The Taunton Branch Railroad was one of the earliest railroads to be established in Massachusetts, United States. It was chartered by the state in 1835 as a branch of the Boston and Providence Railroad (which opened in 1835) running between Mansfield and Taunton, Massachusetts. The railroad provided a rapid overland connection between the seat of Bristol County and Boston and Providence.

==Origins==
The Taunton Branch Railroad opened for business in 1836. The overall length of the railroad was about 11.5 miles. Thomas B. Wales served as the company's first president.

In 1840 the Taunton Branch Railroad was extended to New Bedford, Massachusetts by the New Bedford and Taunton Railroad, providing Taunton with a direct link to the whaling port city.

The railroad opened up new markets for Taunton's notable ironmaking industry, and would lead to the rapid development of new businesses in the coming decades.

In 1845 another branch, known as the Fall River Branch Railroad, was built between Myricks and the emerging textile town of Fall River. However, in 1846, Fall River trains bypassed Taunton and the Boston & Providence main line with the opening of their own connection, renamed the Fall River Railroad through Middleborough and Bridgewater to the Old Colony Railroad at South Braintree.

==Expansion==
In 1856, the Middleboro and Taunton Railroad was opened between Weir Village and the Cape Cod Railroad at Middleborough.

In 1870, an extension of the original Taunton Branch Railroad was opened between Mansfield and Framingham, Massachusetts, known as the Mansfield and Framingham Railroad, and leased by the adjoining Boston, Clinton and Fitchburg Railroad (BC&F).

In 1871, the Taunton Railroad built a new connection to Attleboro, providing a shortcut to Providence.

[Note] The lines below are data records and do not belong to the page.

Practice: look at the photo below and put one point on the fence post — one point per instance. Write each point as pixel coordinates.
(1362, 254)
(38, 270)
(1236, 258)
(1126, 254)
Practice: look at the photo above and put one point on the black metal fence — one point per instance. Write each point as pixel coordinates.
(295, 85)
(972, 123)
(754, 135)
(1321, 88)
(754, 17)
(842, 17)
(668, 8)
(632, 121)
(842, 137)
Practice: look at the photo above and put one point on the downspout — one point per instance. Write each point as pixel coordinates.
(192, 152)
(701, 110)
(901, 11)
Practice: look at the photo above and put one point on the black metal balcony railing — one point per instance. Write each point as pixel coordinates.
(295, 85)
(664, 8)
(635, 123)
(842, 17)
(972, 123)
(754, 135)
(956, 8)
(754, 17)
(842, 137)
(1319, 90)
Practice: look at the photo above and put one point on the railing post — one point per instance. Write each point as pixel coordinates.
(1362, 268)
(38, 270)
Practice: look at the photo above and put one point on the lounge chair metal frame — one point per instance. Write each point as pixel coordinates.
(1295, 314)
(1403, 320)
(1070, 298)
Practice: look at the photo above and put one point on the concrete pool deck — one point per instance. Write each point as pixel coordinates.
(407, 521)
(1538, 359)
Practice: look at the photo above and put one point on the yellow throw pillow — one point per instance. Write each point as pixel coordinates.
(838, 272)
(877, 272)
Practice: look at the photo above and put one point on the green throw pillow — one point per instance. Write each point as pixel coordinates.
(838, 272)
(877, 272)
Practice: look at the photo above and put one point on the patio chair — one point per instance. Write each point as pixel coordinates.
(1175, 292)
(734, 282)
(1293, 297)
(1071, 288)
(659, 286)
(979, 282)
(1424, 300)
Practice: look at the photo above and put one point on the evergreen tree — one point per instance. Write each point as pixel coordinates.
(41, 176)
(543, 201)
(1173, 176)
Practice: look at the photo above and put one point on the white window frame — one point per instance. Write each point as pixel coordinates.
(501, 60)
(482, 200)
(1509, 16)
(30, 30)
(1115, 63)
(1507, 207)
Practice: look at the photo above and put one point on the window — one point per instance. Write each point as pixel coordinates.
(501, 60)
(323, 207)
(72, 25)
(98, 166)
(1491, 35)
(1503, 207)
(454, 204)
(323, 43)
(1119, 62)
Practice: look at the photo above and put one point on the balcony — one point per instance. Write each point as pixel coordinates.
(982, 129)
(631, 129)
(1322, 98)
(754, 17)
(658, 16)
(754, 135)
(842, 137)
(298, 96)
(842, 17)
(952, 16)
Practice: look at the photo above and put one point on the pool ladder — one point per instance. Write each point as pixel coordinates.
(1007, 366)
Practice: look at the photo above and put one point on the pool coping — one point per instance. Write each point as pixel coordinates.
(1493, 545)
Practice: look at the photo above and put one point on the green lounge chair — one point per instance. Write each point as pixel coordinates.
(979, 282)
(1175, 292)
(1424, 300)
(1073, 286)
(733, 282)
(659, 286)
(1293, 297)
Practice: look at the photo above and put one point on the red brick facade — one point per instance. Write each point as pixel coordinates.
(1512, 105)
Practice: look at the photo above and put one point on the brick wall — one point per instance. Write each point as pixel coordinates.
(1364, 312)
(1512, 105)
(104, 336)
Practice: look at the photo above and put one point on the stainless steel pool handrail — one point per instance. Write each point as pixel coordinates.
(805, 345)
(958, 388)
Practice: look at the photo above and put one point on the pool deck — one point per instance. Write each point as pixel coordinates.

On February 2, 1874, the Taunton Branch Railroad was merged into the New Bedford Railroad. The following year, the BC&F began leasing the New Beford's line. The two companies merged in 1876 to become the Boston, Clinton, Fitchburg and New Bedford Railroad.

In 1879 the Old Colony Railroad leased the combined company, merging it into itself in 1883.

==Today==
The southern portion of the original Taunton Branch Railroad northeast of downtown Taunton is part of the CSX Transportation freight network, along with the original extensions to New Bedford and Fall River. The CSX lines connect to an extension with Attleboro that was built in 1871 as a shortcut between Taunton and Providence, Rhode Island.

Much of the original northern portion of the Taunton Branch Railroad has been abandoned, with the northernmost section between Mansfield Center and the Mansfield Municipal Airport having been converted to a bike path. In 2019 the state awarded $265,000 for construction of an extension of the trail.